Sind die molekularen Interaktionen zwischen Pflanzen und ihren „Feinden“ wissenschaftlich aufgeklärt und der jeweilige genetische Hintergrund bekannt, ist es mit den neuen Verfahren möglich geworden, die jeweilige Schnittstelle gezielt zu modifizieren - zugunsten der Pflanze und zulasten der Erreger. Oft reicht es aus, mit Hilfe von Genome Editing einzelne DNA-Bausteine im Erbgut der Pflanze „umzuschreiben“ oder bestimmte Gene „abzuschalten“, um ihren Widersachern den Zugang zu den Pflanzenzellen zu versperren. In anderen Fällen können die Nutzpflanzen dazu gebracht werden, die Vermehrung eingedrungener Viren zu unterbinden.

Mit Genome Editing können die Züchter im Wettlauf mit den Erregern wieder Zeit gewinnen. Bei mehreren Pflanzenarten – etwa Weizen, Gerste, Mais, Reis, Kartoffeln, Orangen, Gurken, Paprika, Tomate, Weinrebe, Kakao – zeigen wissenschaftliche Publikationen, dass es damit grundsätzlich möglich ist, gezielt Resistenzen gegen Pflanzenkrankheiten zu entwickeln. Die meisten Projekte stammen aus China und den USA, einige wenige werden auch in Deutschland gefördert.

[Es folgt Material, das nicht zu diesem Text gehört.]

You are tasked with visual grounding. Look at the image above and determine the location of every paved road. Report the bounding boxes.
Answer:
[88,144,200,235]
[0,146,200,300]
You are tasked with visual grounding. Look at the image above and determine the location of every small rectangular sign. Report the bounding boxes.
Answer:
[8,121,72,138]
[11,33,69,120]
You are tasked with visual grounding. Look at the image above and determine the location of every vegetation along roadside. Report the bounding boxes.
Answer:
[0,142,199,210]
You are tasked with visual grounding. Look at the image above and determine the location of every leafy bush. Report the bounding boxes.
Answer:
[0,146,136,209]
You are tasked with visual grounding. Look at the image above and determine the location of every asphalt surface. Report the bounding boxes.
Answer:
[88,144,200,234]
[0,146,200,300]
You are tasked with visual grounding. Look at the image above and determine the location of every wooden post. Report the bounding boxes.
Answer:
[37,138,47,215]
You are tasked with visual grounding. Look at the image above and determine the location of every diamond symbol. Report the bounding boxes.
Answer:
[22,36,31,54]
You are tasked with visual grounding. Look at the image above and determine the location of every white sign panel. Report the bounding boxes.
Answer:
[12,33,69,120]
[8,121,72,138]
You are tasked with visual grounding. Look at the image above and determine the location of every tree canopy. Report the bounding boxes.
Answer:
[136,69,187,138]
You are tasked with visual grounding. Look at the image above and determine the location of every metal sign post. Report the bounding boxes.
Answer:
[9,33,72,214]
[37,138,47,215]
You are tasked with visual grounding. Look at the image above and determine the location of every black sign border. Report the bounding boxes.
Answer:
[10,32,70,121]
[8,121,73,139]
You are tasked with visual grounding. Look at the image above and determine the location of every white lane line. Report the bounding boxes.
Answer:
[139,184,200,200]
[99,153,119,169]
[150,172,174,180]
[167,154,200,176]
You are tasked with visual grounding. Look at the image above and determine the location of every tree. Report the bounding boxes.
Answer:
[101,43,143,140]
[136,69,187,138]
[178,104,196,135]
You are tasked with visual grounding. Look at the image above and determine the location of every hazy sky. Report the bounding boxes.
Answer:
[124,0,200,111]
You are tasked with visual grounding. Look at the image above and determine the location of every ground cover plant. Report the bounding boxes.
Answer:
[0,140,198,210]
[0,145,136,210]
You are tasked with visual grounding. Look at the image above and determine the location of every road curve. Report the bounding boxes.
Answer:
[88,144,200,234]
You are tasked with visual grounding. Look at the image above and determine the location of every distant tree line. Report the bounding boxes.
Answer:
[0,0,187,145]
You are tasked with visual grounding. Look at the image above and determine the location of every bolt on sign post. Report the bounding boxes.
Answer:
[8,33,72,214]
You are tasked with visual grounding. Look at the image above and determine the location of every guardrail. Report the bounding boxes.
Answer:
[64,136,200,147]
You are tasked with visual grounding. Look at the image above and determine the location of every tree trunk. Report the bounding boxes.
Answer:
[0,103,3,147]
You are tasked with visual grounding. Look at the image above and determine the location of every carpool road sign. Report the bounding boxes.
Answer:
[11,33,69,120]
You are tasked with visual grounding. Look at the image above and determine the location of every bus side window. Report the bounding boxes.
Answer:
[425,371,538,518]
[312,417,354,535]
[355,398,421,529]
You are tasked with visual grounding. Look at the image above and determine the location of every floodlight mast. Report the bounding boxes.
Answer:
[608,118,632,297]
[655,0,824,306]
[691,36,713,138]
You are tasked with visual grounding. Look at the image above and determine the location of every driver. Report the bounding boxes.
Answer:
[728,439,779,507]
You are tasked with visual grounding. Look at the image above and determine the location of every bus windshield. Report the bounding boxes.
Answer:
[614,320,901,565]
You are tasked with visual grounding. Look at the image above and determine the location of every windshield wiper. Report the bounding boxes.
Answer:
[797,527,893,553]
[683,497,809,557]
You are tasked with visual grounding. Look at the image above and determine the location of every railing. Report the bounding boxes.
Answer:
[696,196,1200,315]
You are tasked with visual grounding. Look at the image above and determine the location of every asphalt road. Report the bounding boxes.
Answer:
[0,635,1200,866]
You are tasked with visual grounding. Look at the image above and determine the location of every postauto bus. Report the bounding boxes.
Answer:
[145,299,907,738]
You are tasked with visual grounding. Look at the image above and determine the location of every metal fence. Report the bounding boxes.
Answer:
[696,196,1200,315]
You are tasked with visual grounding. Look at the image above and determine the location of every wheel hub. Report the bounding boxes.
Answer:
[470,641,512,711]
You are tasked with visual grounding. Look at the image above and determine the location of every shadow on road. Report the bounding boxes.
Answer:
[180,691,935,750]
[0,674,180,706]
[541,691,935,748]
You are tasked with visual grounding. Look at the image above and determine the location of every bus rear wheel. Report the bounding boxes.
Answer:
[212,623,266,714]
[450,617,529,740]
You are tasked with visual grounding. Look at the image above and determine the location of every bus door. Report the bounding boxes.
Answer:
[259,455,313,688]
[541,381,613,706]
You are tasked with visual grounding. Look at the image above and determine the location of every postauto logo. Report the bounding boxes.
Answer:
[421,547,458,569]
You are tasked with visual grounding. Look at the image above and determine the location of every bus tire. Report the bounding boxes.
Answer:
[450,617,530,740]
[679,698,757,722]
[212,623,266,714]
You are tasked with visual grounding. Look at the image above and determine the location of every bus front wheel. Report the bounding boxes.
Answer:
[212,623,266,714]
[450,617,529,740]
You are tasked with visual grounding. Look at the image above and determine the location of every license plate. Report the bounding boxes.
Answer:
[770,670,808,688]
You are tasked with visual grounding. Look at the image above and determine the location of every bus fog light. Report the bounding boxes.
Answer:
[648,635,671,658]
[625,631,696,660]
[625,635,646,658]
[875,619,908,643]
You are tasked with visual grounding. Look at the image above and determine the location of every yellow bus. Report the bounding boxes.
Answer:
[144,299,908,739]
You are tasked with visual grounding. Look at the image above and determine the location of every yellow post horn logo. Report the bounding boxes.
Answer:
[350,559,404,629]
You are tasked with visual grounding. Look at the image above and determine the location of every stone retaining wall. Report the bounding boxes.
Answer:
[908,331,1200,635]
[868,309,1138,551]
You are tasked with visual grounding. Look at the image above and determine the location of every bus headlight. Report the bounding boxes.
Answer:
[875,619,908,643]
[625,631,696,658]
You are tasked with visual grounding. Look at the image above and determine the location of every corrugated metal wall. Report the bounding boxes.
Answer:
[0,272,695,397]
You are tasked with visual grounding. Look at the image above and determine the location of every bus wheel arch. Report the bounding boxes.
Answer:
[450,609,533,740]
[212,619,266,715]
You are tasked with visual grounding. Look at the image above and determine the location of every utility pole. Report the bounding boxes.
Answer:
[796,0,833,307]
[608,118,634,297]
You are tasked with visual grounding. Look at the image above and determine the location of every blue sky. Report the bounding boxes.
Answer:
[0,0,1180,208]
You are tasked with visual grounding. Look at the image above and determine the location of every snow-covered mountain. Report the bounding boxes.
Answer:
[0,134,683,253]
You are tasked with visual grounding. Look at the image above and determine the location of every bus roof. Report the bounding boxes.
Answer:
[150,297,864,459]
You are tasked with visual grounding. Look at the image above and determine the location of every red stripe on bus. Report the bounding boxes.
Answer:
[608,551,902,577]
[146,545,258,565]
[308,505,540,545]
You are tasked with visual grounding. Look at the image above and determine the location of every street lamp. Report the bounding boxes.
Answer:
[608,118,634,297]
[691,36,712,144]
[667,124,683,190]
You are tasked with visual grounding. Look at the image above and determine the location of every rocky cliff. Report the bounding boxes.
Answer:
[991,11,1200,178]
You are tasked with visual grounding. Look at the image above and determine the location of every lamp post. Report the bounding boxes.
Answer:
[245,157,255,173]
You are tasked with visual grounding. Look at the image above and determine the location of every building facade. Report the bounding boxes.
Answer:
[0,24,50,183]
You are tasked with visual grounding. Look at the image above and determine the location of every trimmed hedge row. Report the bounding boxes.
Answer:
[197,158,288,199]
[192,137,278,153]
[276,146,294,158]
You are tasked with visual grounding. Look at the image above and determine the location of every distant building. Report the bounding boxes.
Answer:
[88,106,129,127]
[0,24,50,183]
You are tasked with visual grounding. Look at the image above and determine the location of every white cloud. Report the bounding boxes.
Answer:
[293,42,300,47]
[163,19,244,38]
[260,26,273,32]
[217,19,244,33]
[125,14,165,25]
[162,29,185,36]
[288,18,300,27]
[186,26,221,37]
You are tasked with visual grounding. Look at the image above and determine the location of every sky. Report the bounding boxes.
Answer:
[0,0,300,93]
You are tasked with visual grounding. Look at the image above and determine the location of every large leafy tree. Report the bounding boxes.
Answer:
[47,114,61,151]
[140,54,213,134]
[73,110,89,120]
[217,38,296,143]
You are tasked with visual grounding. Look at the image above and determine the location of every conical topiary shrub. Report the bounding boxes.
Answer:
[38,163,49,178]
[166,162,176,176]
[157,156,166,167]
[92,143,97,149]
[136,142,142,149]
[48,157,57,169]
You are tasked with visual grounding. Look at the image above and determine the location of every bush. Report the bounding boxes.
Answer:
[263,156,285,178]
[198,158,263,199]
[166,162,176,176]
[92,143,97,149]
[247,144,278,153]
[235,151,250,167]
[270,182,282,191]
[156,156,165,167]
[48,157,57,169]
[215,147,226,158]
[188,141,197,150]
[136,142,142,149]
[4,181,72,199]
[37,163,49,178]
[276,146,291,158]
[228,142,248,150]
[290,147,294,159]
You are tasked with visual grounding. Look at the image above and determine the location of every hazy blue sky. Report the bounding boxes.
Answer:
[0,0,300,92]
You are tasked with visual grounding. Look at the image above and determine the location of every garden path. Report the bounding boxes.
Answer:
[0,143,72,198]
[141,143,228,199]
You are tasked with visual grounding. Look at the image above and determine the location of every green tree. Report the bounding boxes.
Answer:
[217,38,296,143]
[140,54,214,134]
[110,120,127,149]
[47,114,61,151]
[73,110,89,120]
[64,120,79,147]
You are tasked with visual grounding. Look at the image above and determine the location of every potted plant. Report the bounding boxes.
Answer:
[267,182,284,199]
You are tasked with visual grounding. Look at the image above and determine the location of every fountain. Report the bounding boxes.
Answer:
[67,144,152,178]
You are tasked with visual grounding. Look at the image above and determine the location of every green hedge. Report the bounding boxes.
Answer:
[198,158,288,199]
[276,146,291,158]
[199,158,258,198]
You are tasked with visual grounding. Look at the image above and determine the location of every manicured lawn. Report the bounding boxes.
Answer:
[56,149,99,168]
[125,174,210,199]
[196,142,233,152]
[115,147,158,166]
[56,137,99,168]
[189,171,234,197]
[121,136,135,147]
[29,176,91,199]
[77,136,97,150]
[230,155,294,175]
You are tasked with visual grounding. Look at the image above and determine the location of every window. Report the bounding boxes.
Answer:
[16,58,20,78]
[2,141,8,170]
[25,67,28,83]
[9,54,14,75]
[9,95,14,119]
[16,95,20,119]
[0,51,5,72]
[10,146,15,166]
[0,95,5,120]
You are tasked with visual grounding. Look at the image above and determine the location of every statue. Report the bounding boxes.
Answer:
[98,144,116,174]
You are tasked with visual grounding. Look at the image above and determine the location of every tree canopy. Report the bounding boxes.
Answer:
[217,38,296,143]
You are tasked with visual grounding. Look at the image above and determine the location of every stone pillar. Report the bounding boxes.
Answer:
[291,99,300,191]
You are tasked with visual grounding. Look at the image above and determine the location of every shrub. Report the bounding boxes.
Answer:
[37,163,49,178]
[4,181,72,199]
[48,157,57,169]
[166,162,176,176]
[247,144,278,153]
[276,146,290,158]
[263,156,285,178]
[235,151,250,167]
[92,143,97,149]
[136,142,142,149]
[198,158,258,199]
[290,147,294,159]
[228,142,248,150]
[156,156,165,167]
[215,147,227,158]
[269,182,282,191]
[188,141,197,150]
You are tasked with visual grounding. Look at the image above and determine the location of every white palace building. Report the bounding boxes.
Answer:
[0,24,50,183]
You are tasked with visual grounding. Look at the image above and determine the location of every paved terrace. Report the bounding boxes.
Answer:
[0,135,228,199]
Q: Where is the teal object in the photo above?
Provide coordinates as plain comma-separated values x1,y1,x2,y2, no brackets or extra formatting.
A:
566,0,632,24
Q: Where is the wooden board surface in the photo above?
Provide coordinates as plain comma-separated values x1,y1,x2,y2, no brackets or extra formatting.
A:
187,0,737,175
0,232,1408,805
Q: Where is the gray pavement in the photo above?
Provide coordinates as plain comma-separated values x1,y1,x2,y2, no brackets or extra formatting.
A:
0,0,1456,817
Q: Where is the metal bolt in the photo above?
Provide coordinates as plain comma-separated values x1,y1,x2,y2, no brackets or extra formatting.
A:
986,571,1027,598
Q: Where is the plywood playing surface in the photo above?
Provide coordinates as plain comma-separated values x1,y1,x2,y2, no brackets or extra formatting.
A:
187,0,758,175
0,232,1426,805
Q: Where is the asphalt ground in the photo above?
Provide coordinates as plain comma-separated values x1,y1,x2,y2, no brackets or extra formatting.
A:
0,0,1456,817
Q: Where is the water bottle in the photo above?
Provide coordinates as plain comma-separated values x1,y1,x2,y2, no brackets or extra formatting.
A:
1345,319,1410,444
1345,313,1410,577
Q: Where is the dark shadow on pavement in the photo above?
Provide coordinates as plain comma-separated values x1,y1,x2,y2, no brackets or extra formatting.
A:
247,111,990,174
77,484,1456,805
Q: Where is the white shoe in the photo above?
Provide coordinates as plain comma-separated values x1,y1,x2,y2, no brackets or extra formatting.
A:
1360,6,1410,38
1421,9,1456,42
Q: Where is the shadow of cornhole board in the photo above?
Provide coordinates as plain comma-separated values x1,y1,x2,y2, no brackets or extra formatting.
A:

Doch in der EU sind die gesetzlichen Hürden hoch, Genome Editing-Verfahren anzuwenden oder damit entwickelte Sorten auf den Markt zu bringen. Solche Pflanzen fallen nicht nur unter die strengen Auflagen der Gentechnik-Gesetze, sie haben auch mit dem weit verbreiteten Negativ-Image der Gentechnik zu kämpfen.

Doch: Kann es sich eine Gesellschaft angesichts des Klimawandels leisten, auf das besondere Potenzial der neuen Verfahren zu verzichten? Nein, meint der Weltklimarat (IPCC) und verweist in seinem Sonderbericht „Klimawandel und Landsysteme“ ausdrücklich auf die Bedeutung biotechnologischer Verfahren, etwa der Gen-Schere CRISPR-Cas (Gen-Schere). Damit sei es möglich, Pflanzen zu entwickeln, die besser mit Hitze- und Trockenstress sowie mit Schädlings- und Krankheitsbefall zurechtkommen.